The Snack

The Snack June 9, 2010

I hate bugs. I try to pretend like I don’t, I try not to react to dramatically to finding bugs, because don’t want my kids to think that they are anything to be afraid of. But deep down, I detest them.

And I am not sure why. As a child I loved bugs, I was the kind of kid that felt bad when my dad killed a wolf spider. I caught lighting bugs and ladybugs, and ran to show my mom caterpillars, and rescued crickets (with my bare hands!) out of the house to release them back into the wild. But no longer. Something must have happened to me at some point, because now I do not like bugs.

When we moved up north, there were some definite environmental changes. I had never experienced a -40 winter before, the air is alot drier, summer seems much shorter. But my favorite part of moving up here, has been the shortage of scary bugs. O sure, we have mosquitoes, and flies, and wasps and ants. But I think that’s about it.

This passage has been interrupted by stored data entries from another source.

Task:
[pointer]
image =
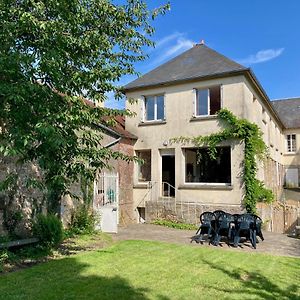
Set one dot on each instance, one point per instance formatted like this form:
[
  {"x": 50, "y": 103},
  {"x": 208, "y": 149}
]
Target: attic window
[{"x": 208, "y": 101}]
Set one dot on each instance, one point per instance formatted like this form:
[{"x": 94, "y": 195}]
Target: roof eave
[{"x": 186, "y": 80}]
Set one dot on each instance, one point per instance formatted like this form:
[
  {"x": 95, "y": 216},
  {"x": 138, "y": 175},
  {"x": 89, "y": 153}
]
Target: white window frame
[
  {"x": 144, "y": 111},
  {"x": 288, "y": 138},
  {"x": 196, "y": 90}
]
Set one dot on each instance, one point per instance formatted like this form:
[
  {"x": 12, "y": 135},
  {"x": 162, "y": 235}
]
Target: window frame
[
  {"x": 288, "y": 137},
  {"x": 202, "y": 183},
  {"x": 138, "y": 166},
  {"x": 208, "y": 88},
  {"x": 144, "y": 109}
]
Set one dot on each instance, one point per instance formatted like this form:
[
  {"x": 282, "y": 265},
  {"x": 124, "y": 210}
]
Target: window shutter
[
  {"x": 142, "y": 109},
  {"x": 194, "y": 102}
]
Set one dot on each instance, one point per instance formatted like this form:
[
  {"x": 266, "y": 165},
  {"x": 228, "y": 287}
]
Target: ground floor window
[
  {"x": 199, "y": 167},
  {"x": 144, "y": 169}
]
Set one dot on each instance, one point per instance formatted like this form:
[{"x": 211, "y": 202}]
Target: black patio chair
[
  {"x": 245, "y": 227},
  {"x": 206, "y": 227},
  {"x": 224, "y": 224}
]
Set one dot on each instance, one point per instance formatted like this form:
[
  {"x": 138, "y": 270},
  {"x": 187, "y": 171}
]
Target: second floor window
[
  {"x": 291, "y": 143},
  {"x": 154, "y": 108},
  {"x": 208, "y": 101}
]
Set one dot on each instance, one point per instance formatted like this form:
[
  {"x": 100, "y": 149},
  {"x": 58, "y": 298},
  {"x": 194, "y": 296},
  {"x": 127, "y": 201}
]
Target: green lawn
[{"x": 154, "y": 270}]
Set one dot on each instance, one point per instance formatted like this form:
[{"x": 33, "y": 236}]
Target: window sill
[
  {"x": 203, "y": 118},
  {"x": 141, "y": 185},
  {"x": 205, "y": 187},
  {"x": 290, "y": 153},
  {"x": 149, "y": 123}
]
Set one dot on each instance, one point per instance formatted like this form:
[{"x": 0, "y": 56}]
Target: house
[{"x": 181, "y": 98}]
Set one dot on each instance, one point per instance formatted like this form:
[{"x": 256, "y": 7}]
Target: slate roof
[
  {"x": 288, "y": 111},
  {"x": 199, "y": 61}
]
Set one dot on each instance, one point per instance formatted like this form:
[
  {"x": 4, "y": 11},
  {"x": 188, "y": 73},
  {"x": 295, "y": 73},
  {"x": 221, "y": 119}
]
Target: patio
[{"x": 274, "y": 243}]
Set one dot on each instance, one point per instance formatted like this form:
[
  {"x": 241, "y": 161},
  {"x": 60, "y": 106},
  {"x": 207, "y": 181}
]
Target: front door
[
  {"x": 106, "y": 199},
  {"x": 168, "y": 175}
]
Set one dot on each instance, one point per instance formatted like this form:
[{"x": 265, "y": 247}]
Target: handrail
[
  {"x": 150, "y": 186},
  {"x": 169, "y": 188}
]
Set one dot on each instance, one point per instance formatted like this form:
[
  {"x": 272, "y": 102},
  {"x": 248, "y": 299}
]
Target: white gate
[{"x": 106, "y": 201}]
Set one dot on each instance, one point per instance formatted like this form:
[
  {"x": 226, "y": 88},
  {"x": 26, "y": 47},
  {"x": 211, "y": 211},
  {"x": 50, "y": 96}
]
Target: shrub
[
  {"x": 48, "y": 229},
  {"x": 174, "y": 224},
  {"x": 83, "y": 220}
]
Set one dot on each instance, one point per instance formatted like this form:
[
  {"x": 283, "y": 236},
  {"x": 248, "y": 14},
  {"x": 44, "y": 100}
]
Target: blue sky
[{"x": 263, "y": 35}]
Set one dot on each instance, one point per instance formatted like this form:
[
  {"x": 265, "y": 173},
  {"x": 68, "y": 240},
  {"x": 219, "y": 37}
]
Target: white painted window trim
[
  {"x": 293, "y": 144},
  {"x": 144, "y": 113},
  {"x": 195, "y": 100}
]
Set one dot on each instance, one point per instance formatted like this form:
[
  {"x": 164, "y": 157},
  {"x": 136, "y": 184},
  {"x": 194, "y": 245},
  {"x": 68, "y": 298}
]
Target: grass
[
  {"x": 26, "y": 256},
  {"x": 154, "y": 270}
]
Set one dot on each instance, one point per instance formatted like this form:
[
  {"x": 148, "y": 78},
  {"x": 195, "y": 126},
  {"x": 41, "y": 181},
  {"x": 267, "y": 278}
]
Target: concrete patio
[{"x": 274, "y": 243}]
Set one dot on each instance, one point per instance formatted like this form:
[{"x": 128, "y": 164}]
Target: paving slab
[{"x": 274, "y": 243}]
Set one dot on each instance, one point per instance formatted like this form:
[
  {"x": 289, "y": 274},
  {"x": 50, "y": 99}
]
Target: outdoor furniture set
[{"x": 218, "y": 224}]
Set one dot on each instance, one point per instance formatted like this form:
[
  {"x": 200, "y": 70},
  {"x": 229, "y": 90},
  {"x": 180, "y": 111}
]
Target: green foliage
[
  {"x": 255, "y": 148},
  {"x": 53, "y": 53},
  {"x": 174, "y": 224},
  {"x": 48, "y": 229},
  {"x": 83, "y": 220},
  {"x": 11, "y": 219}
]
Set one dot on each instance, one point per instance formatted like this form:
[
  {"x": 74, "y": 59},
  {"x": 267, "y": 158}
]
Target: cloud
[
  {"x": 261, "y": 56},
  {"x": 168, "y": 38},
  {"x": 181, "y": 45}
]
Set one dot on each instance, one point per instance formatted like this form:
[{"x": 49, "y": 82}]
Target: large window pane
[
  {"x": 144, "y": 170},
  {"x": 150, "y": 106},
  {"x": 160, "y": 107},
  {"x": 202, "y": 169},
  {"x": 202, "y": 102}
]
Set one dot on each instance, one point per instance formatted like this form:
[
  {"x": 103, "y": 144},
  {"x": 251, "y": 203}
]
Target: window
[
  {"x": 208, "y": 101},
  {"x": 199, "y": 167},
  {"x": 154, "y": 108},
  {"x": 291, "y": 143},
  {"x": 144, "y": 169}
]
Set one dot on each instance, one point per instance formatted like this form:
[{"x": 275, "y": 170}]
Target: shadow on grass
[
  {"x": 69, "y": 278},
  {"x": 256, "y": 284}
]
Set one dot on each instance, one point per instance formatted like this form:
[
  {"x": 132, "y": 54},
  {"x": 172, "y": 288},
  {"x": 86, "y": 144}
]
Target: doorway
[{"x": 168, "y": 175}]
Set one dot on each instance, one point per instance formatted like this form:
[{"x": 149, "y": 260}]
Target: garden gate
[{"x": 106, "y": 202}]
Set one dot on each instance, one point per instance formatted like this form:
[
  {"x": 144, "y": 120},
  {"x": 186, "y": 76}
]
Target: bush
[
  {"x": 83, "y": 220},
  {"x": 48, "y": 229},
  {"x": 174, "y": 224}
]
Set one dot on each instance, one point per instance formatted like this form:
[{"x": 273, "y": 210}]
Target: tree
[{"x": 53, "y": 53}]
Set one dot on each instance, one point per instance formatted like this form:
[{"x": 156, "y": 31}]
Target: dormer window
[
  {"x": 154, "y": 108},
  {"x": 208, "y": 101}
]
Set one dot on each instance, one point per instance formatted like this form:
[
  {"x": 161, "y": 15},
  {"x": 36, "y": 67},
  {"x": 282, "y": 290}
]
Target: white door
[
  {"x": 292, "y": 177},
  {"x": 106, "y": 202}
]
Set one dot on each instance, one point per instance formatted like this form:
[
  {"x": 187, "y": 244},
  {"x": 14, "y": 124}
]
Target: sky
[{"x": 263, "y": 35}]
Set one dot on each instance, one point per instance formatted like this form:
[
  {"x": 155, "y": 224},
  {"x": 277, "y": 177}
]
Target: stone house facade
[{"x": 181, "y": 98}]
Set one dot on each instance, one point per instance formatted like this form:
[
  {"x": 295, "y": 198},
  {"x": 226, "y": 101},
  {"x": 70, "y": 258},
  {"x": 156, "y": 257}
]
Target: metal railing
[{"x": 167, "y": 188}]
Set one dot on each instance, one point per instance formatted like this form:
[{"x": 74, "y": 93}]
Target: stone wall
[{"x": 20, "y": 197}]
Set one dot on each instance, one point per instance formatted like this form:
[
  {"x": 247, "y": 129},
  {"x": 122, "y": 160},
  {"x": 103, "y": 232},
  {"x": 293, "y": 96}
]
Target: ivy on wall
[{"x": 255, "y": 148}]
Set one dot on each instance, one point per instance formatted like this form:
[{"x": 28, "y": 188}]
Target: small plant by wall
[{"x": 255, "y": 148}]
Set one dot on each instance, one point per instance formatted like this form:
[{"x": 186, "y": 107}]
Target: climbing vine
[{"x": 255, "y": 148}]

In the almost 2 years since our move, I have never encountered a bug I was to terrified to kill myself. No more quarter sized spiders in the corner of the shower, no more strange looking beetle/hornet looking insects that require being covered with a bowl until hubby comes home to kill it. (Yes, I am that pathetic.) It is one of the few things about living here that make me never want to move back south.

On vacation, at a rest stop early in the morning, I could tell that we were further south the minute I saw the dead June bugs lying on the sidewalk. And the dragonflies swooping around. And the mammoth ants dragging around items four times their size.

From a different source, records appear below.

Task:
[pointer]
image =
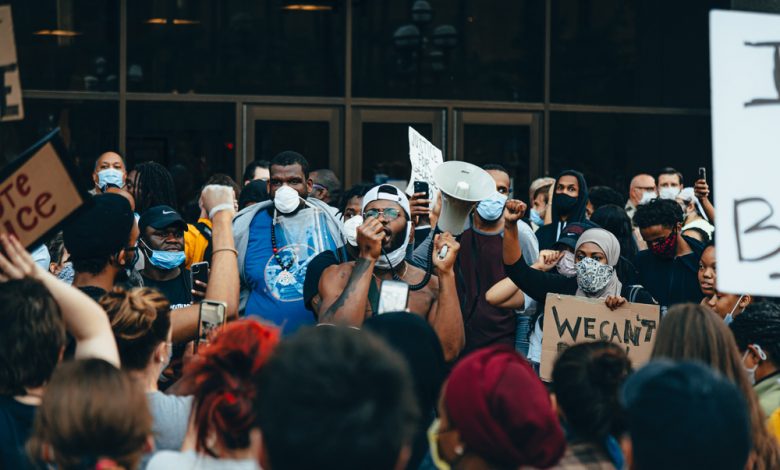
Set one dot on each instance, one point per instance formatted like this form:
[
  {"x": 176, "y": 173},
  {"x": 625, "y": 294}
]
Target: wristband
[{"x": 220, "y": 207}]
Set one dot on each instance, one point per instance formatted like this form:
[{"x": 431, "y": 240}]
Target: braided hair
[
  {"x": 153, "y": 186},
  {"x": 759, "y": 324}
]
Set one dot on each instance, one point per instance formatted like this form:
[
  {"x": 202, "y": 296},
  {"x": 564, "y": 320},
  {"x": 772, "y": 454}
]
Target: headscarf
[
  {"x": 611, "y": 248},
  {"x": 415, "y": 340},
  {"x": 502, "y": 410}
]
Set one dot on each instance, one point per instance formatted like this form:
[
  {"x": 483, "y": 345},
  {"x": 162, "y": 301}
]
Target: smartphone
[
  {"x": 199, "y": 272},
  {"x": 393, "y": 297},
  {"x": 422, "y": 187},
  {"x": 212, "y": 317}
]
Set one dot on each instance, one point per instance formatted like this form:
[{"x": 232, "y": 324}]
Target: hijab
[{"x": 611, "y": 248}]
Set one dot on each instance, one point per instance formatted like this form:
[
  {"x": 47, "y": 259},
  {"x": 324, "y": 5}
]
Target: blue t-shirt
[{"x": 277, "y": 295}]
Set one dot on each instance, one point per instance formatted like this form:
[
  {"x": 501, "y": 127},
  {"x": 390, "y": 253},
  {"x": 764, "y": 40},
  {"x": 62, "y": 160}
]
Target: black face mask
[{"x": 564, "y": 203}]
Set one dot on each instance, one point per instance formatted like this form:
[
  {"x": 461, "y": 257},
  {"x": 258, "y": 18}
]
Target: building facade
[{"x": 609, "y": 87}]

After a potty break, and helping Ms. Action change out of her pajama’s and into her clothes, I headed straight up the hill to the brand new picnic area. Ah yes, nice clean concrete, not a bug in sight. Here I could peacefully rearrange my diaper bag and let my children play without fear of large creep crawlies.

Baby Girl was fighting to get out of her car-seat, so I unbuckled her and after changing her into a dry diaper I set her down at the picnic bench and she happily marched around the picnic table holding onto the benches. I set Ms. Drama up on the table to change her out of her pajama’s. Everything was going so smoothly, Ms Action ran around in the grass exclaiming over one thing or another, Hubby stomped around stretching his legs, Ms. Drama was changed and put down to run around with her sister.

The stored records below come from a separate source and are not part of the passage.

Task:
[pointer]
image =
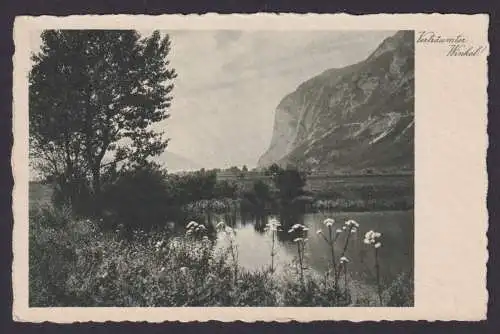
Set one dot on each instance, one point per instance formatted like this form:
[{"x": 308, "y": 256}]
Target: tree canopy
[{"x": 93, "y": 98}]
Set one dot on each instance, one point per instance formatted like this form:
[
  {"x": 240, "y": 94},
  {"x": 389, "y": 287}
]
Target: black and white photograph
[{"x": 180, "y": 168}]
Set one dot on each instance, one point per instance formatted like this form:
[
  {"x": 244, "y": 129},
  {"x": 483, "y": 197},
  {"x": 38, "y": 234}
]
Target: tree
[
  {"x": 93, "y": 97},
  {"x": 289, "y": 182}
]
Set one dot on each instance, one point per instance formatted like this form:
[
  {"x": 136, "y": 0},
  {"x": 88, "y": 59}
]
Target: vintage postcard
[{"x": 250, "y": 167}]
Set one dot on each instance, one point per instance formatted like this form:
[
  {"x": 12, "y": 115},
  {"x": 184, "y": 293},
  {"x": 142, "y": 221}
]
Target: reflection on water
[{"x": 396, "y": 254}]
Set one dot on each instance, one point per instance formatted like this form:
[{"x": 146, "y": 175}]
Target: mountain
[
  {"x": 177, "y": 163},
  {"x": 353, "y": 118}
]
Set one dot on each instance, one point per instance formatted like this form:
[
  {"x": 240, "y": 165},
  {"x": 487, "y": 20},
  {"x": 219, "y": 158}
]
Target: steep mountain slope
[
  {"x": 177, "y": 163},
  {"x": 353, "y": 118}
]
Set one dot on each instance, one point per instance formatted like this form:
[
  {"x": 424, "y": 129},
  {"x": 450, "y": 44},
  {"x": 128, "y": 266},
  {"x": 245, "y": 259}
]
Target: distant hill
[
  {"x": 174, "y": 162},
  {"x": 354, "y": 118}
]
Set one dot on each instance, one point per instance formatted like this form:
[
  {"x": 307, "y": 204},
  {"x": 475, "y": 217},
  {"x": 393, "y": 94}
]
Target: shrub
[{"x": 138, "y": 199}]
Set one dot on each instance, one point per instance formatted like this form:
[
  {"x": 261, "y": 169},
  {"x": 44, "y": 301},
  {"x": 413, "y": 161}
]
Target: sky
[{"x": 230, "y": 82}]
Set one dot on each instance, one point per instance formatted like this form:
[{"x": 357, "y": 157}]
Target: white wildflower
[
  {"x": 191, "y": 224},
  {"x": 329, "y": 222},
  {"x": 343, "y": 259}
]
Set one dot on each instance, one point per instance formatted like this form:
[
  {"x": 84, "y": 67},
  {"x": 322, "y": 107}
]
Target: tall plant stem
[
  {"x": 332, "y": 248},
  {"x": 377, "y": 270}
]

But unbeknownst to me, Baby Girl had stopped doing her laps around the table. When I looked down I saw her sitting under the table working away at something in her mouth. I picked her up to fish out the pebble or whatever it was and when I dug into her mouth my finger came out with the abdomen of a bug about the size of a pea, and a leg or two.

I will never know what kind of bug it was, because my blood ran cold as soon as I saw it. And I flung it as far away from my baby as possible. With a shriek I pried open her mouth and dug out the shreds of the hapless bug, throwing legs and guts every which way. My husband must have thought that the baby was being attacked from the way I was jumping around and shaking her, because he came running. Although he failed to see the intensity of the situation, after all it was just a bug.

A HUMONGOUS DISMEMBERED HALF INGESTED BUG!

Eeeeeeewwwwwww. I makes me shudder even now to think about it. After thoroughly cleaning out my babies mouth as much as I could and force feeding her several ounces of juice from her bottle to wash away the rest. I finally let my protesting baby down on the ground again. (I am not sure if she was protesting over the flavour of said bug, or because of the removal of her snack.) I guarded my children against all bugs for the rest of the stop, and even as we walked back to the car to get back on the road, I was still shaking.

I think we may end up staying in Canada.